The report was from Charlie Marsden, the Division’s senior Scenes of Crime guru. He wrote that, as instructed, he had examined the remains of a bonfire in the garden of The Hollies at Pelling, the home of Benedict and Mary Feakins. He had retrieved a half-burnt gentleman’s hairbrush and the handle of a toothbrush from the embers, the fire being out but its remains still warm by the time he and his team had got there. He had also found traces of fibres and substances that could have been ivory, horn or bone, and did Detective Inspector Sloan want them sent for forensic examination.

‘Not half,’ said Crosby when he had read this too.

Charlie Marsden had appended a footnote to the effect that Benedict Feakins had appeared very anxious when he and his men arrived and kept on saying that he had only been burning some items that had belonged
to his late father because he found it upsetting to have them around and that wasn’t illegal, was it? ‘I assured him that it wasn’t,’ wrote Charlie, ‘since under my understanding of English Law a man could do what he liked provided there wasn’t a law against it, unlike some benighted countries where you could only do it if the law allowed you.’

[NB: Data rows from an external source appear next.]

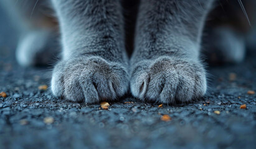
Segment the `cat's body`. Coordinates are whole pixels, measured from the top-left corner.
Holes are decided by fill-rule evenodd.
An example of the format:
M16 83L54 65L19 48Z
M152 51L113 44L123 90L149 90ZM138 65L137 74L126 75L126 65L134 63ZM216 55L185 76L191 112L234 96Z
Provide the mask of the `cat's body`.
M202 35L214 1L135 1L134 6L138 7L134 34L126 32L133 30L126 24L135 24L135 17L131 17L131 23L125 21L122 4L128 2L123 1L50 1L62 47L62 59L52 74L53 94L92 103L118 99L130 86L132 94L143 101L173 103L202 97L207 89L206 74L199 59ZM35 11L34 6L30 8ZM26 32L27 40L20 42L17 59L23 65L37 63L37 57L35 60L22 56L32 50L33 40L44 43L37 49L56 47L45 40L56 38L52 29L56 24L47 17L42 20L50 22L44 29L45 34L39 32L43 30L41 24L32 23L36 29ZM129 60L125 45L132 44L127 38L133 34L134 46L128 47L134 50Z

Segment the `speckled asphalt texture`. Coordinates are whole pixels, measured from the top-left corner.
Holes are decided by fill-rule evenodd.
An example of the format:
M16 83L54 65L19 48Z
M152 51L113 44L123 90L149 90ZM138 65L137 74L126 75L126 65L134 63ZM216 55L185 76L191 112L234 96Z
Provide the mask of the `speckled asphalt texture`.
M247 94L256 91L256 52L243 63L208 68L208 93L201 101L158 107L128 95L103 110L39 90L49 84L49 69L17 64L17 38L2 17L0 92L7 97L0 97L0 148L256 148L256 94ZM171 120L161 120L164 114Z

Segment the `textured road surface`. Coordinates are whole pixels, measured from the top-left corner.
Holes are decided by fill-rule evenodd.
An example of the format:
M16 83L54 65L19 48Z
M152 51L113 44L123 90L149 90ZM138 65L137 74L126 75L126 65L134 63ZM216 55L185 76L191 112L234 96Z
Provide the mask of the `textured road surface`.
M15 32L2 16L0 148L256 148L256 94L247 94L256 91L256 52L238 65L208 68L210 87L199 101L158 107L127 96L103 110L39 89L49 71L17 65Z

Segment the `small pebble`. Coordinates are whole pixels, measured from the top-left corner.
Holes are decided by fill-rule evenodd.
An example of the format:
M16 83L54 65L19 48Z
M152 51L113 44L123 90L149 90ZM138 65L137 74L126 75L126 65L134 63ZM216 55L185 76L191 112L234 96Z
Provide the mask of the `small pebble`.
M46 117L44 119L44 122L46 124L50 124L54 122L54 119L52 117Z
M237 74L234 73L229 74L229 81L235 81L237 79Z
M1 93L0 93L0 96L2 96L2 97L7 97L7 95L6 95L6 93L4 93L4 92L1 92Z
M171 118L168 115L164 114L161 117L161 120L163 121L168 122L171 120Z
M21 124L21 125L26 125L27 124L29 124L29 122L26 119L22 119L19 120L19 124Z
M47 85L41 85L41 86L38 86L38 89L39 90L44 90L45 91L45 90L47 89L47 88L48 88L48 86Z
M246 104L243 104L240 106L240 109L246 109Z
M220 114L220 112L219 111L214 111L214 113L218 115Z
M255 92L254 91L248 91L247 92L247 94L249 94L249 95L254 95L255 94Z

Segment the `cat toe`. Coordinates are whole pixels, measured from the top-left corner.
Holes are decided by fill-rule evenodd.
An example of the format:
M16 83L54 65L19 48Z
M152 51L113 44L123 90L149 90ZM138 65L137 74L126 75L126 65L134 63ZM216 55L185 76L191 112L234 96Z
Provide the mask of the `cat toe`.
M134 69L131 91L143 101L167 104L189 101L205 94L205 71L199 63L183 60L147 60Z

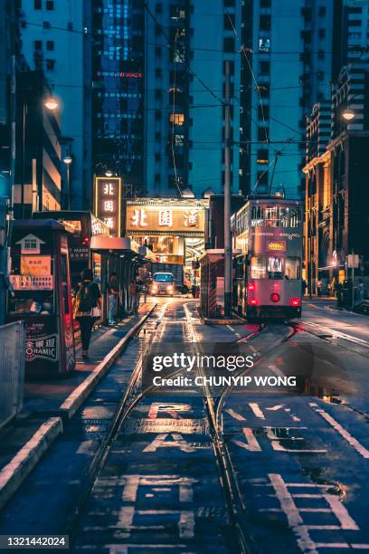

‘It doesn’t sound as if Feakins was cremating Enid Osgathorp,’ said Sloan mildly, leaving aside Charlie Marsden’s world view. ‘It’s not something you usually do in full view of the neighbours and he would have had to park the body somewhere out of sight and smell for the best part of three weeks which wouldn’t have been easy.’

‘Someone’s done it somewhere, though,’ observed Crosby. ‘If she’s dead, that is.’

‘I asked the bank to let me know if she had made any withdrawals since she went missing,’ said Sloan in passing. ‘And they haven’t so far. The trouble is if she was only using her credit card any purchases wouldn’t show up quite yet.’ He pulled his notebook towards him. ‘What I want to know is why should Feakins need to dispose of anything on a bonfire at a time when any sort of movement gives him so much pain?’

‘And why get so twitchy if he hasn’t done anything wrong?’ Crosby responded. ‘That’s important.’

‘You must always remember, Crosby, that the appearance of guilt does not prove guilt,’ said Sloan, an early lesson by his own mentor fixed for ever in his mind. It was something juries need to be reminded of too.

‘Yes, sir. I mean no, sir.’ 

‘It looks to me as if he was trying to destroy evidence of his father’s DNA,’ remarked Sloan thoughtfully.

‘I can’t think why he should,’ said Crosby.

‘Neither can I,’ said Sloan seriously, ‘but if for a moment we suppose that our Miss Osgathorp was blackmailing both him and Mrs Beddowes we ought to be able to find out why.’

‘And why he’s so frightened now.’

‘There’s something else you’re forgetting, Crosby.’

‘Sir?’

‘If they are victims, then you can bet your bottom dollar that they’re not the only ones.’ He pushed the report to one side. ‘Our trouble, Crosby, is that we’ve got a jigsaw with too many pieces and we don’t even know if they come from the same puzzle let alone our having a pretty picture to go on.’

‘That’s makes them too easy,’ opined Crosby. ‘Anyone can do a jigsaw with a picture.’

‘Then,’ said Sloan with a touch of asperity, ‘you tell me what deliberately frost-damaged plants, a missing woman and one who has taken her own life have in common.’

‘If anything,’ said Crosby, adding casually, ‘Oh, I rang the admiral’s house like you said. No point in going out there just now, sir. The woman what does for him said he’s just been taken in hospital. He’s gone and broken his hip.’ He grinned. ‘I asked her “Did he fall or was he pushed” and she said it had just broken but he wasn’t in any pain. Hard luck for the old boy, though, all the same, isn’t it?’